Zum Apfeltag luden im Fachwerkhof in Bölingens Mitte derweil Kürbiscremesuppe, frisch gepresster Apfelsaft und auch selbst gebackener Apfel- und Zwetschgenkuchen zur gemütlichen Pause ein. Besonders beliebt bei den Kindern war das Selbstpressen von ganz frischem Apfelsaft mit der kleinen Handpresse und dem Schredder, mit dem die Äpfel erst einmal klein geschnitten werden mussten. In der Kinderecke gab es den ganzen Tag über ein lehrreiches Kinderprogramm rund um den Apfel. Beim Apfelsorten-Memory galt es, die richtigen Paare zu erraten, und Biowaffeln am Stiel fanden reißenden Absatz.
Informative Ausstellung über den biologischen Anbau
In der Scheune und der Halle gab es darüber hinaus eine informative Ausstellung über den biologischen Anbau. Um die Biodiversität kümmert sich der „Bio-Hof Bölingen“ nämlich nicht zuletzt dadurch, dass die Apfelbäume von Wildbienen befruchtet werden. Die fliegen auch bei niedrigen Temperaturen und sind nicht so anfällig wie die Honigbiene. In den Anlagen wurden für die Bienen in den vergangenen Jahren große Nistmöglichkeiten geschaffen und zwischen den Baumreihen Wildblumen eingesät.

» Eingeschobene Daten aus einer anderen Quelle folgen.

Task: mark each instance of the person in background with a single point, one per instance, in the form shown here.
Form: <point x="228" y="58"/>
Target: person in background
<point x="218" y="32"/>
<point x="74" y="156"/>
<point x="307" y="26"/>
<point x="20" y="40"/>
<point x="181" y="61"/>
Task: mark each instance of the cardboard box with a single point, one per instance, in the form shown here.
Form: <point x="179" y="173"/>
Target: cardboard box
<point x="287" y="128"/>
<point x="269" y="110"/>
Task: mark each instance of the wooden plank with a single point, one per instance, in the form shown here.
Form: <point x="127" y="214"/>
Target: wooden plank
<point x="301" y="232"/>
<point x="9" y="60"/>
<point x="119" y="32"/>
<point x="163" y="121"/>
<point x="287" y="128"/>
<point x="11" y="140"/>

An einem Informationsstand der Bonner Universität konnten die kleinen Nachwuchsforscher etwas über das Leben und Aussehen diverser Insekten lernen. Unter dem Mikroskop durften sie dazu Bienen und Wespen betrachten und dabei „der Biene in die Augen schauen“. Auch in diesem Jahr interessierten sich besonders die allergiegeplagten Menschen am „Apfelprobierstand“ für die allergikergeeigneten Apfelsorten „Santana“ und „Elise“. Diese sind in ihrer süß-säuerlichen Geschmacksrichtung einerseits saftig und knackig, besitzen aber andererseits ein bestimmtes Protein nicht, das Allergien auslöst. Das habe die Universität Bonn herausgefunden. „Einige Menschen, die wegen ihrer Allergie schon seit über zehn Jahren keinen Apfel mehr essen konnten, durften jetzt endlich wieder beherzt zubeißen und waren überglücklich“, freute sich Elke Inden-Krämer über den großen Erfolg.
Dieses Wochenende geht das Apfelfest weiter
Zum 30-jährigen Bestehen hatte der Bio-Hof die Grafschafter Kindergärten zu einem Malwettbewerb aufgerufen. 15 Gruppen hatten ein Bild eingereicht. Den Siegern winkt ein Apfelbaum für den Garten und ein Projekttag rund um den Apfel. Auch am kommenden Wochenende, 19. und 20. September, lädt der „Bio Hof Bölingen“ von 11 bis 18 Uhr zum Apfelfest ein. Bis Mitte Oktober können Interessierte jeden Sonntag zwischen 13 und 17 Uhr selbst Äpfel pflücken.
Beim Apfeltag auf dem Bio Hof Bölingen hatten Kinder und Erwachsene ihren Spaß, unter anderem beim Herstellen von selbstgemachtem Apfelsaft.